O dia seguinte foi, com a companhia do Zé Marques, destinado à visita à cidade e o almoço foi em casa do fotógrafo de Vila Cabral, já não lembro do seu nome, e que era natural de Ovar. Para mim, tudo era novo, tudo era diferente.
O jantar desse dia foi Restaurante Miralago, onde se comia muito bem, com o meu amigo do costume. Apresentou-me ao dono do restaurante e, qual não é o meu espanto, ao saber que a sua esposa era de Ovar. O jantar foi oferecido. O dono do Miralago acabou por vir para Portugal, na sequência do processo de “descolonização” e montou um restaurante, perto da minha casa, com o nome de “O Melro”, que, além da ementa habitual, era especializado em cozinha africana e a clientela era muita.
Ao terceiro dia, pela manhã, fui para o aeroporto, para apanhar o avião para Olivença. O aeroporto estava vazio e só via um pequeno Cessna na pista. Aparece-me, então, o famoso Subtil, que me pergunta se era eu que ia para Olivença, respondi-lhe que sim. Entrei no “avião”, com tudo muito apertadinho e levantamos voo. Primeira paragem, Unango. Saí um pouco do avião, talvez nem 10 minutos e logo me aparece outro amigo, o Justino, mais conhecido pelo “Macaco”.
A segunda paragem foi em Macaloge, mas aí, nem saí do avião, devido a má disposição, mas pelo que apercebi, era uma localidade bastante maior que Unango e havia mais militares, porque era sede de Batalhão.

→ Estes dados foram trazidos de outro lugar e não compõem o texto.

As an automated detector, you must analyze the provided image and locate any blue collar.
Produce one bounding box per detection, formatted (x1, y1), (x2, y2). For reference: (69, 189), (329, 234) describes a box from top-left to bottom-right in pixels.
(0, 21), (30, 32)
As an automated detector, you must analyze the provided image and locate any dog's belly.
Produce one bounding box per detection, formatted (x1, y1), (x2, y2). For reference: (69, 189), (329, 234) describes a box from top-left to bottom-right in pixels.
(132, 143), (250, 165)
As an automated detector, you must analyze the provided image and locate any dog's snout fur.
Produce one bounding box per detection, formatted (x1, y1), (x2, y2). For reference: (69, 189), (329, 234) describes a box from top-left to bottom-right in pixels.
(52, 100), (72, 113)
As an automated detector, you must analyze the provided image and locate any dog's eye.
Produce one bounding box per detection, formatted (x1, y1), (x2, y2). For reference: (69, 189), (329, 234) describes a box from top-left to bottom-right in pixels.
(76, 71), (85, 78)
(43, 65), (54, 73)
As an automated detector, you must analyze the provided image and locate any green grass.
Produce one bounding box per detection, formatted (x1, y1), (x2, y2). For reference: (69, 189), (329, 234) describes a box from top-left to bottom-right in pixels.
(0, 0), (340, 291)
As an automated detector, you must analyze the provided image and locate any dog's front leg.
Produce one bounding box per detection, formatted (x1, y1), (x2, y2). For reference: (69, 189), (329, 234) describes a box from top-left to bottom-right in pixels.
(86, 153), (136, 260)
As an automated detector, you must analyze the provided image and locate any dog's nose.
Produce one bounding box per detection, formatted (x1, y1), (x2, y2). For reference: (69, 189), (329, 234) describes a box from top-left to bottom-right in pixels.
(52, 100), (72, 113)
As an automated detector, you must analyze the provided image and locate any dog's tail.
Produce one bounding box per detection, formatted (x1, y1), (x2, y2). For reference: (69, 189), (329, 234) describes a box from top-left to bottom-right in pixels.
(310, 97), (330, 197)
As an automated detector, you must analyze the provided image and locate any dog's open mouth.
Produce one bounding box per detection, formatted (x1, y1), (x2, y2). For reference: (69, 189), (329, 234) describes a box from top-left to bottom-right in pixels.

Terceira paragem, Pauíla. Terrível, um aquartelamento perdido no meio da mata. Não havia população civil, só militares. Também, aí, encontrei outro amigo, o furriel Flores, actualmente arquitecto.
Depois de termos levantado voo de Pauíla, passado algum tempo, diz-me o Subtil: “Comece a olhar para o mato que vai pisar, porque estamos a chegar a Olivença.” A minha curiosidade aumentou e não era motivo para menos, depois do que ouvi durante a viagem Lisboa-Beira, no dia que estive em Nampula e nos dois dias que passei em Vila Cabral, pensei: estou a chegar ao inferno. O avião passa ao lado do Aquartelamento, já em baixa altitude, e deu para observar que não era a Olivença que descreveram. Aterramos e, quando saí do avião, oiço: “Oh Rosa, já chegou o teu checa”. Não me apercebi, naquele momento, do significado daquela frase e só o vim a saber, depois de chegado ao aquartelamento. Afinal, eu ia render o furriel Rosa, que tinha já o tempo suficiente de “mato”, para pedir a sua transferência. Tinha pedido a transferência para Lourenço Marques, de onde era natural, para o BCaç. 18. Fiquei, então a entender, porque fui “recambiado” para Olivença.
A 3ª. CCaç. do BCaç.20 era constituída por militares moçambicanos e integrada por dois pelotões do Batalhão de Macaloge. Uma grande parte dos graduados era oriunda de Portugal e com um outro moçambicano (penso que 4 furrieis e um alferes).